The classic examples thereof include the (explicit) Adams-Bashforth family, for which the the order of consistency $p$ is equal to the number of steps $k$ and the (explicit) Nyström methods with $p=k, k > 2$. [1]
This is in stark contrast to explicit Runge-Kutta methods, for which the well-known Butcher-Barrier [2], [3] kicks in at order 5, which states for orders $p \geq 5$ one needs at least $s \geq p + 1$ stages. This is innocent looking, but until now, there is no 7'th order accurate method with 8 stages known - the best known method uses 9 stages. This seems to become more severe for higher orders, as the best currently 8'th order explicit RK method requires 11 stages [4].
Regarding implicit methods, the Butcher Barrier does not exist - in fact, there exist implicit methods with order $2s$ for all $s$ [5], [6], [1].

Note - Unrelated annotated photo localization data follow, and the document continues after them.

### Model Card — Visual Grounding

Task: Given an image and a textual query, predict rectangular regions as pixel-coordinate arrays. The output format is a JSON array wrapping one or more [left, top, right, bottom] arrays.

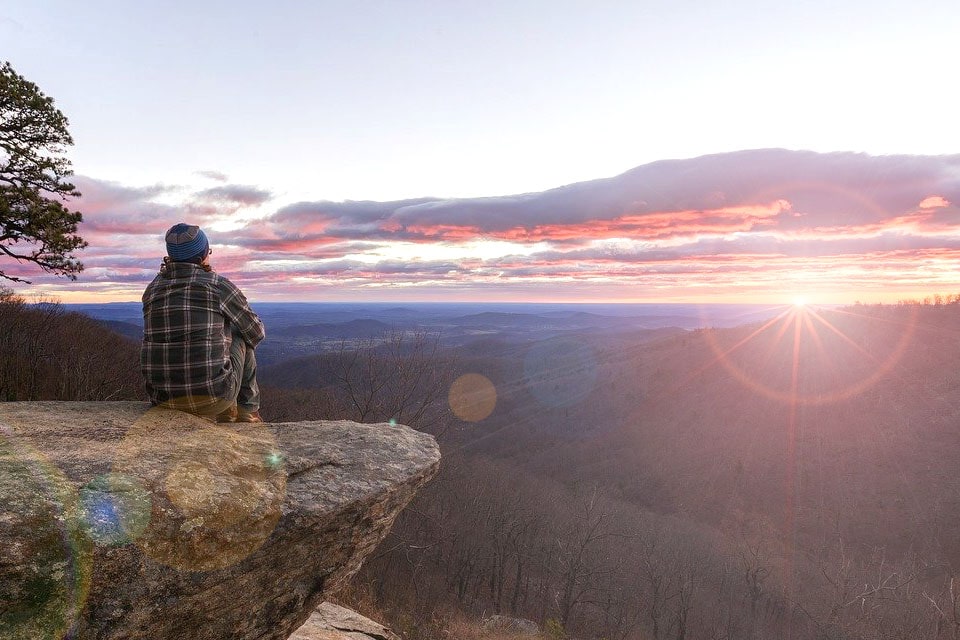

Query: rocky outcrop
[[289, 602, 399, 640], [482, 614, 540, 635], [0, 402, 439, 640]]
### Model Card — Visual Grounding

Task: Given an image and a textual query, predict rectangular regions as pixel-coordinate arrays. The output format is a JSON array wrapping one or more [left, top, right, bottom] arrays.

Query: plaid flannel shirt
[[141, 262, 265, 411]]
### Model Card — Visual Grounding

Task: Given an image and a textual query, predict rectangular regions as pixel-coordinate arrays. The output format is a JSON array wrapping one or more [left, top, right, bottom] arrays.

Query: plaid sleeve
[[218, 276, 265, 347]]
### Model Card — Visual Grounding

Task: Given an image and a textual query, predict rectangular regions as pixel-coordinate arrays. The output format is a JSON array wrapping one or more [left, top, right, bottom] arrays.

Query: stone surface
[[289, 602, 399, 640], [481, 614, 540, 635], [0, 402, 439, 640]]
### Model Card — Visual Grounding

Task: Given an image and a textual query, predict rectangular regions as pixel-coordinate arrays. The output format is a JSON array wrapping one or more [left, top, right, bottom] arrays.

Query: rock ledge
[[290, 602, 399, 640], [0, 401, 439, 640]]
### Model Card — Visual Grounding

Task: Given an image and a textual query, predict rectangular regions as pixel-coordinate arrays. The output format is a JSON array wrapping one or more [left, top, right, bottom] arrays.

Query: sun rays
[[698, 303, 918, 408], [682, 302, 922, 602]]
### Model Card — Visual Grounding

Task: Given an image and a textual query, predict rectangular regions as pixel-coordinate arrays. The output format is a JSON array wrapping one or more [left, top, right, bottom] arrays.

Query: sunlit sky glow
[[3, 1, 960, 304]]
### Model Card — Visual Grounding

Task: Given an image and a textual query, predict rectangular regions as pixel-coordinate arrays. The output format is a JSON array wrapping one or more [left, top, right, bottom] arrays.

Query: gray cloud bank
[[252, 149, 960, 244]]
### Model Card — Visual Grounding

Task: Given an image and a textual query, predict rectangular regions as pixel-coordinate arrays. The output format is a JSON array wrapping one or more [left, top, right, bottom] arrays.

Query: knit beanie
[[165, 223, 209, 262]]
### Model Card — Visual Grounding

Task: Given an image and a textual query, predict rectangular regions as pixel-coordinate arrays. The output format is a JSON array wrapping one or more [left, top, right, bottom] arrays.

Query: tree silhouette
[[0, 61, 86, 282]]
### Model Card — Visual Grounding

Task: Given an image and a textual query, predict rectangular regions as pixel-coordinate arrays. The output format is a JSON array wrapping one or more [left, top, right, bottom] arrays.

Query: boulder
[[289, 601, 399, 640], [481, 614, 540, 635], [0, 401, 439, 640]]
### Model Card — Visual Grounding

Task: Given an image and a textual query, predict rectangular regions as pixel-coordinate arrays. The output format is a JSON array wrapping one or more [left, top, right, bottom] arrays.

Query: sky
[[2, 0, 960, 303]]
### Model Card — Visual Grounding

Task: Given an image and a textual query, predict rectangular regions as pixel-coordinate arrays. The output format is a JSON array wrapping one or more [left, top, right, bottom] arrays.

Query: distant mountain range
[[65, 302, 793, 366]]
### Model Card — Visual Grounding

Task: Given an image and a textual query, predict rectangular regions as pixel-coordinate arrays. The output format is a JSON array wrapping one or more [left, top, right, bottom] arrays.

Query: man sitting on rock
[[141, 223, 265, 423]]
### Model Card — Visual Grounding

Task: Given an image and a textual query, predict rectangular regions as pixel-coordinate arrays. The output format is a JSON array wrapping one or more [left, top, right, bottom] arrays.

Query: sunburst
[[697, 303, 918, 407]]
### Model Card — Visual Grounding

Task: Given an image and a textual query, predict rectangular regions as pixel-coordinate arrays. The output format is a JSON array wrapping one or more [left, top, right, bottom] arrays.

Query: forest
[[4, 289, 960, 640]]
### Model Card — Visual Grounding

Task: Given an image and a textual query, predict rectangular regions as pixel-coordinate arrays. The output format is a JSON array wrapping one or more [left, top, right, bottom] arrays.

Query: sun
[[792, 296, 807, 308]]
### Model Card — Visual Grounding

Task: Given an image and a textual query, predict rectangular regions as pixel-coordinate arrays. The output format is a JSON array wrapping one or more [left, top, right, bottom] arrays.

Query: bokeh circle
[[113, 406, 287, 572], [449, 374, 497, 422], [79, 472, 152, 547]]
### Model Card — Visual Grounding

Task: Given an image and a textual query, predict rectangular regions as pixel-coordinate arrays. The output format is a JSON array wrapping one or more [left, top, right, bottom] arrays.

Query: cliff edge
[[0, 401, 440, 640]]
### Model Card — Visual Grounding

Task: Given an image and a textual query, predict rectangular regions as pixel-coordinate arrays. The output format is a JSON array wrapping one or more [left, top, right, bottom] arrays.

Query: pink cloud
[[919, 195, 950, 209], [9, 150, 960, 303]]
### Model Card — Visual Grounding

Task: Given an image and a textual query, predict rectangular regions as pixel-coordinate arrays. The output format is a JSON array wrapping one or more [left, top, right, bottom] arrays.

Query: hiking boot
[[237, 410, 263, 423], [216, 405, 238, 423]]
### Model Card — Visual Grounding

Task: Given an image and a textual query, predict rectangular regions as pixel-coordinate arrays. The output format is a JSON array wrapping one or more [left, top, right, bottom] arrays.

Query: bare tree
[[923, 573, 960, 639], [554, 490, 625, 629], [0, 289, 143, 401], [330, 330, 452, 433]]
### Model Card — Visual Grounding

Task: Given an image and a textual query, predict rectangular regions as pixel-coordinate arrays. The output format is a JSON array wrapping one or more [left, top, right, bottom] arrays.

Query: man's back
[[141, 260, 264, 412]]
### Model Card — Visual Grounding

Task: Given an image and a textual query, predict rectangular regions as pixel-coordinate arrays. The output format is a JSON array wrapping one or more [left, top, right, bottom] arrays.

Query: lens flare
[[265, 451, 284, 469], [699, 304, 918, 406], [0, 426, 92, 640], [449, 373, 497, 422], [114, 406, 286, 572], [79, 473, 152, 546]]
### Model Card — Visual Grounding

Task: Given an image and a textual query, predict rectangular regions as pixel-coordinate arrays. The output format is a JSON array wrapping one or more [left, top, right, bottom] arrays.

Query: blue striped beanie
[[164, 223, 209, 261]]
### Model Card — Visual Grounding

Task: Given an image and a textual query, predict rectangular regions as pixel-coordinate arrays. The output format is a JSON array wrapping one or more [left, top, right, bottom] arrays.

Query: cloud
[[920, 195, 950, 209], [72, 176, 176, 211], [196, 170, 229, 182], [246, 149, 960, 245], [71, 176, 181, 235], [195, 185, 272, 206], [0, 17, 24, 33], [389, 149, 960, 232], [11, 149, 960, 302]]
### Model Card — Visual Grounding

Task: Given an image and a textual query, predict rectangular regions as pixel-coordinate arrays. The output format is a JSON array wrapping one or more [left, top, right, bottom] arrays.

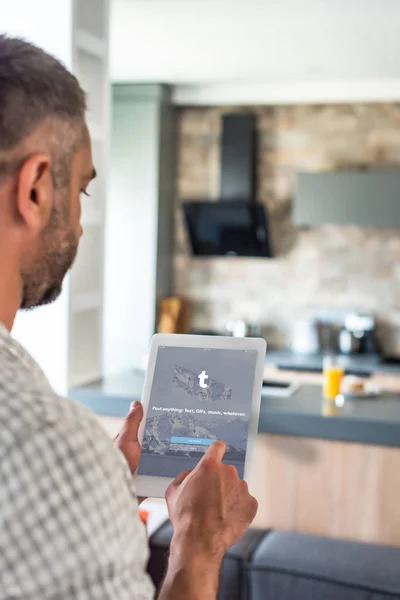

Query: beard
[[20, 205, 79, 310]]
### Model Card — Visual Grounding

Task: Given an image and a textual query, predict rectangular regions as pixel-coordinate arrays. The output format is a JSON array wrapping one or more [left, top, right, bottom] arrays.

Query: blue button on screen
[[170, 436, 214, 446]]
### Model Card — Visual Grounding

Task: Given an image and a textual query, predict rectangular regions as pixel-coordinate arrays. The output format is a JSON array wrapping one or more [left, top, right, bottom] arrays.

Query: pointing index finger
[[205, 440, 226, 462]]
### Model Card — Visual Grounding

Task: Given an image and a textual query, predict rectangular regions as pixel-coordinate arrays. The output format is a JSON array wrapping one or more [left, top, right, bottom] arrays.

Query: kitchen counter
[[258, 384, 400, 448], [71, 368, 400, 545], [265, 349, 400, 376], [70, 369, 400, 449], [70, 370, 144, 418]]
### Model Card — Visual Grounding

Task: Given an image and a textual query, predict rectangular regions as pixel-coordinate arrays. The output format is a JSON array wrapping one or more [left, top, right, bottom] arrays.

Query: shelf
[[70, 222, 103, 295], [69, 0, 109, 390], [75, 29, 106, 58], [69, 308, 102, 386], [70, 291, 102, 313]]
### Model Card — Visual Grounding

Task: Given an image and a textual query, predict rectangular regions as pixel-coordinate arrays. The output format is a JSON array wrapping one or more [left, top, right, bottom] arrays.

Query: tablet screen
[[138, 345, 257, 479]]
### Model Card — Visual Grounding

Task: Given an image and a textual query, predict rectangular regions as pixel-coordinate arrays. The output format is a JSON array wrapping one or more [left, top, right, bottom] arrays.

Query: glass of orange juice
[[323, 355, 345, 400]]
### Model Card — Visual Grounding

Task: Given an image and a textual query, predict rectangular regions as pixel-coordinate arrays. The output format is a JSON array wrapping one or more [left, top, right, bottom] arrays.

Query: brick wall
[[174, 104, 400, 352]]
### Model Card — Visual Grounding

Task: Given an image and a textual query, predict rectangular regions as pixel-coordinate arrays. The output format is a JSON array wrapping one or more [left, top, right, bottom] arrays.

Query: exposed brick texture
[[174, 104, 400, 352]]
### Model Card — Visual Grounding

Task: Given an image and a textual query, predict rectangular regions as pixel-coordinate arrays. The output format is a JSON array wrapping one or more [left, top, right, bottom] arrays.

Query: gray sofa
[[148, 521, 400, 599]]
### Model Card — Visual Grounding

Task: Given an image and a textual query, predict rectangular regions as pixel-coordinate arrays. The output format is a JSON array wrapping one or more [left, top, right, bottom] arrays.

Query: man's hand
[[159, 441, 258, 600], [115, 401, 143, 475], [167, 440, 258, 556]]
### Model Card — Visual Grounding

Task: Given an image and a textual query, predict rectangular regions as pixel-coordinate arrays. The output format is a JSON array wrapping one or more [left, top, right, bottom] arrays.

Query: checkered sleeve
[[0, 405, 155, 599]]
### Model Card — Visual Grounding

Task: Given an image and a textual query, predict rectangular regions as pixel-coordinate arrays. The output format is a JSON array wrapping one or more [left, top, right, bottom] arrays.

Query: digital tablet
[[135, 334, 266, 498]]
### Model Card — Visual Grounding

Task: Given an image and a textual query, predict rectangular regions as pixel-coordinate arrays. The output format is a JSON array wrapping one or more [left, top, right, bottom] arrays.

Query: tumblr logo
[[198, 370, 209, 389]]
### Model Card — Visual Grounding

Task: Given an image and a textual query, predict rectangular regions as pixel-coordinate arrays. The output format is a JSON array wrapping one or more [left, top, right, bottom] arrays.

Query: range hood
[[183, 114, 273, 257], [295, 171, 400, 227]]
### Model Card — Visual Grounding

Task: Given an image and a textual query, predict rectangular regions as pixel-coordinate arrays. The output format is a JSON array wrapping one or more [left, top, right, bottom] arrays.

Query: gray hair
[[0, 34, 86, 184]]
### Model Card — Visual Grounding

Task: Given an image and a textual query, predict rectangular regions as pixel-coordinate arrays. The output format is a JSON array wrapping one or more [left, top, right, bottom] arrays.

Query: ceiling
[[110, 0, 400, 104]]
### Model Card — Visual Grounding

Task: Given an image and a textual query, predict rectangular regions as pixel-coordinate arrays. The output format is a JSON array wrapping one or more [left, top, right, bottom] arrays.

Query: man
[[0, 35, 258, 599]]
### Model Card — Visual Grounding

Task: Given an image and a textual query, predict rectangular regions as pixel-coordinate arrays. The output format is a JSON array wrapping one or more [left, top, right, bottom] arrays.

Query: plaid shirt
[[0, 324, 154, 599]]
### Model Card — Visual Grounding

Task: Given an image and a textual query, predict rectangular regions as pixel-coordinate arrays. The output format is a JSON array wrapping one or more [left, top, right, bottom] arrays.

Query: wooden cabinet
[[252, 433, 400, 546], [97, 410, 400, 546]]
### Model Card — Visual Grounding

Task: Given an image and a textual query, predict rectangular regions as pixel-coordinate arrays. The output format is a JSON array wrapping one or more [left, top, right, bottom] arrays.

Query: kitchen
[[4, 1, 400, 596], [173, 104, 400, 544], [176, 105, 400, 358], [71, 0, 400, 551], [72, 102, 400, 547]]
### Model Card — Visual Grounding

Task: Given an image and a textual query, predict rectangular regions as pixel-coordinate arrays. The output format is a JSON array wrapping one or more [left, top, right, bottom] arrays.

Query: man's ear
[[16, 154, 54, 231]]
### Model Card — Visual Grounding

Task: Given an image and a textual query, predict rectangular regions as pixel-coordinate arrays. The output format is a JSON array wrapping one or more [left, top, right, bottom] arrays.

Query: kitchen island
[[69, 367, 400, 448], [70, 366, 400, 546], [265, 349, 400, 376], [264, 349, 400, 393]]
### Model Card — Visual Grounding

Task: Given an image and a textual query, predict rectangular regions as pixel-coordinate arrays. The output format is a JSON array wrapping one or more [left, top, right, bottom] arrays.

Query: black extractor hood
[[183, 113, 273, 257]]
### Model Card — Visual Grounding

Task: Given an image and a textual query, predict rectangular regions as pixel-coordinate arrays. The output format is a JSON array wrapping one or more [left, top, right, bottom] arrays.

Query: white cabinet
[[68, 0, 109, 387], [7, 0, 109, 395]]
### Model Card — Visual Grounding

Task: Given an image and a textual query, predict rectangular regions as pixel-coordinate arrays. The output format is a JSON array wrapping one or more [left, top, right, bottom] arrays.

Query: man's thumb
[[119, 401, 143, 441]]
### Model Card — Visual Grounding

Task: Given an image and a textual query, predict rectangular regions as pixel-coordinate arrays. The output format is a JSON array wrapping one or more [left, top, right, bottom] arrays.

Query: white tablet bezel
[[134, 333, 267, 498]]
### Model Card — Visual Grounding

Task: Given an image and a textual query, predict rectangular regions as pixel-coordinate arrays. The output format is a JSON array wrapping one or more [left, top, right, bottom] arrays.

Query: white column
[[103, 86, 160, 376], [103, 84, 176, 376]]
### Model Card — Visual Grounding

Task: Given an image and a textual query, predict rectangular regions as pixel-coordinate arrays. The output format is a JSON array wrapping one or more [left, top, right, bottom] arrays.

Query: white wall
[[1, 0, 73, 394], [1, 0, 73, 63]]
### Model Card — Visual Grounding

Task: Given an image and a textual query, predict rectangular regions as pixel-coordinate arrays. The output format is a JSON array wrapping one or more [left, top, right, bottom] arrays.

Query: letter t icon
[[198, 370, 209, 388]]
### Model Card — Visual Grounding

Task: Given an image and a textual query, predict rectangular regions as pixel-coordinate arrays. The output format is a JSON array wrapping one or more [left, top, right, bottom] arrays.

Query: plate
[[341, 376, 381, 399], [341, 390, 380, 400]]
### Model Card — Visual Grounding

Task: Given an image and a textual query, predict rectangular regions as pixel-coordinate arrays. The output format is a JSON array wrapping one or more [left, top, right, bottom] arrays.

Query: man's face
[[21, 133, 96, 309]]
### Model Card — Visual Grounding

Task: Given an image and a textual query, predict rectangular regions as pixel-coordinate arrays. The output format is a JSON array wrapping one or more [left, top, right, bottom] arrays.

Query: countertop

Implicit multistep methods are much less attractive given that they are, in contrast to many implicit Runge-Kutta methods, not A-stable for orders above 2 (Second Dahlquist barrier [7]) and the order of consistency scales for most methods (e.g. Adams-Moulton, Backwards-Differentiation-Formulas(BDF)) only with $k+1$ instead of $2k$ as for some RK methods [1].
These facts make them much less attractive compared to e.g. Gauss-Legendre methods.

It should be mentioned that there are of course many more considerations that one could make, e.g. the domains of absolute stability of explicit multistep and Runge-Kutta methods, storage efficiency, ease of varying timesteps, internal stability properties, combination of explicit and implicit methods, and so on.
But all of this would go far beyond a MSE post. If you want to dive deep, consider the books by Hairer & Wanner [1], [9], the book by Butcher [4] or the one by Iserles [10].